Pharmaceutical compounds are generally manufactured in batch processes, resulting in the presence of a wide range of products in wastewaters generated in various operations where copious amounts of water are used for rinsing of solid cake, extraction, or equipment washing. In general, this wastewater contains:
- A high organic matter content, a large portion of which is easily biodegradable (alcohol, acetone, etc).
- Organic compounds that degrade slowly and refractory substances (aromatic compounds, chlorinated hydrocarbons, etc).
- Compounds that inhibit and are toxic (antibiotics).
- Surfactant-containing soaps and detergents.
However, it has been demonstrated that this type of treatment has a limited ability to remove pharmaceuticals from wastewater.
TWO DIFFERENT SOURCES
The presence of pharmaceutical compounds in drinkable water arises from two sources:
- 1. pharmaceutical industry production processes and,
- 2. common use of pharmaceutical compounds,
This results in their presence in urban and farm wastewaters. The wastewaters produced during various processes in the manufacture of pharmaceuticals and drugs contain a diverse range of compounds.

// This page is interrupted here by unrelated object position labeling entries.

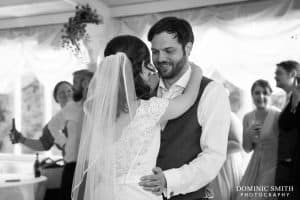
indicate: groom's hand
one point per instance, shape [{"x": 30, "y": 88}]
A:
[{"x": 155, "y": 183}]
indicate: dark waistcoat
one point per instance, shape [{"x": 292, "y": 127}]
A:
[{"x": 180, "y": 142}]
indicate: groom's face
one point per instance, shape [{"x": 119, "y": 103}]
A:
[{"x": 168, "y": 55}]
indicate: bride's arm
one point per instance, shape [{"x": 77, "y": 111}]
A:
[{"x": 182, "y": 103}]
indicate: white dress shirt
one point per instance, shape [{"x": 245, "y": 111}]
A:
[
  {"x": 214, "y": 117},
  {"x": 71, "y": 117}
]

DIFFERENT TREATMENT TECHNIQUES
Industry requires the reuse of water after the removal of contaminants, whether pharmaceuticals or otherwise. Given the scarcity of water resources, it is critical to comprehend and develop methodologies for the treatment of pharmaceutical wastewater as part of water management.

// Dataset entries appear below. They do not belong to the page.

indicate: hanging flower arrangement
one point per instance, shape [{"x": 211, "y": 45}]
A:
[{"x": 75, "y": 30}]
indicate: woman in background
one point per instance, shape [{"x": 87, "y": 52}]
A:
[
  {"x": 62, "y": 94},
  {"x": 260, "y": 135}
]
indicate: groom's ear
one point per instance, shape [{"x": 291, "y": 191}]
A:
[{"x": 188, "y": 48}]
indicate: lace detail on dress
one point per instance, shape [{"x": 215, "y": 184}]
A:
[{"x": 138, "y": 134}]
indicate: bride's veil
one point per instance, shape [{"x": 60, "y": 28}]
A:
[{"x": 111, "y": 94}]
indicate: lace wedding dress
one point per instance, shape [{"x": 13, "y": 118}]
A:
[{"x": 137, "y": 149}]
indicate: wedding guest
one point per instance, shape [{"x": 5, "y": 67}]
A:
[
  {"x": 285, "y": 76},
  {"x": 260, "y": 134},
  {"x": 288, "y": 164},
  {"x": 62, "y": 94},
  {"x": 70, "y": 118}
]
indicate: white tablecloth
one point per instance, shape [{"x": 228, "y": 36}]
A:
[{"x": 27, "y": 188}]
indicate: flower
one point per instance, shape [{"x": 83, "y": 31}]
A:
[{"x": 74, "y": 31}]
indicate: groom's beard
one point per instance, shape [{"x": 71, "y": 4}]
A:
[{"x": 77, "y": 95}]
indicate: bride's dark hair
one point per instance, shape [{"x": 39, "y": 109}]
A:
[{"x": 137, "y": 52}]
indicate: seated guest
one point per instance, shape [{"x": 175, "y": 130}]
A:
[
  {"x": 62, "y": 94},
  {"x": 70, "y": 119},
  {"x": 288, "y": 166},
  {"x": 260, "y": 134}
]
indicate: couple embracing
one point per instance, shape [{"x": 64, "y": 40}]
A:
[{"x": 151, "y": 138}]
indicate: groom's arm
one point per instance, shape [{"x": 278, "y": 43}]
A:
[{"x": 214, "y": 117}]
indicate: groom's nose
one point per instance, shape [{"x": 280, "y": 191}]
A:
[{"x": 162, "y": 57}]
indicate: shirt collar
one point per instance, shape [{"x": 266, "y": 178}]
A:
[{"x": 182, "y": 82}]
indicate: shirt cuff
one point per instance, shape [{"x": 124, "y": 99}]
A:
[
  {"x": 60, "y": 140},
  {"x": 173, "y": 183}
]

Different treatment techniques are: -
Activated sludge biological process: The most versatile and widely used biological treatment process is probably activated sludge. Even though the process is suitable for all climates, the treatment capacity will be reduced in colder environments. Activated sludge processes are typically used after primary treatment and, in some cases, followed by a final polishing step as part of a complex treatment system.
Anaerobic Digestion Process: The benefits of using anaerobic digestion are numerous, it can withstand high organic loading, produces less sludge, and has lower operating costs. Mechanical steam compression vacuum evaporators and advanced oxidation processes are other treatment options.

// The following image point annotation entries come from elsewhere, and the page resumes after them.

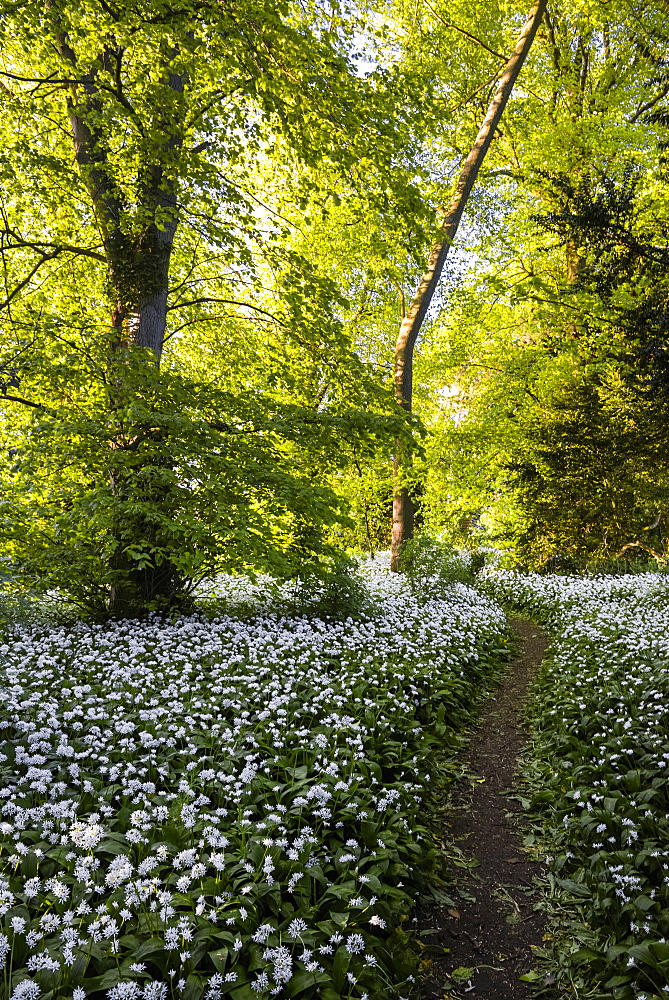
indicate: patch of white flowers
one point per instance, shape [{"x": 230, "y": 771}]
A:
[
  {"x": 205, "y": 806},
  {"x": 602, "y": 762}
]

Moving Bed Biofilm Reactor Process: Moving Bed Biofilm Reactor processes self-maintain an optimal level of productive biofilm, the treatment is cost effective and requires little maintenance. Unlike activated sludge systems, MBBR systems do not require sludge recycling. The use of MBBR as a retrofit increases the capacity of the existing plant.
Effluent from various sectors of active pharmaceutical ingredients (API), bulk drugs, and related pharmaceutics that use large amounts of water is analysed, and strategies are proposed to recover the valuable compounds to a large extent, and finally, the diagnosis of very dilute but harmful wastewaters is discussed. There is no single technology capable of completely removing pharmaceuticals from wastewater. The use of conventional treatment methods in conjunction with membrane reactors and advanced posttreatment methods to create a hybrid wastewater treatment technology appears to be the best option.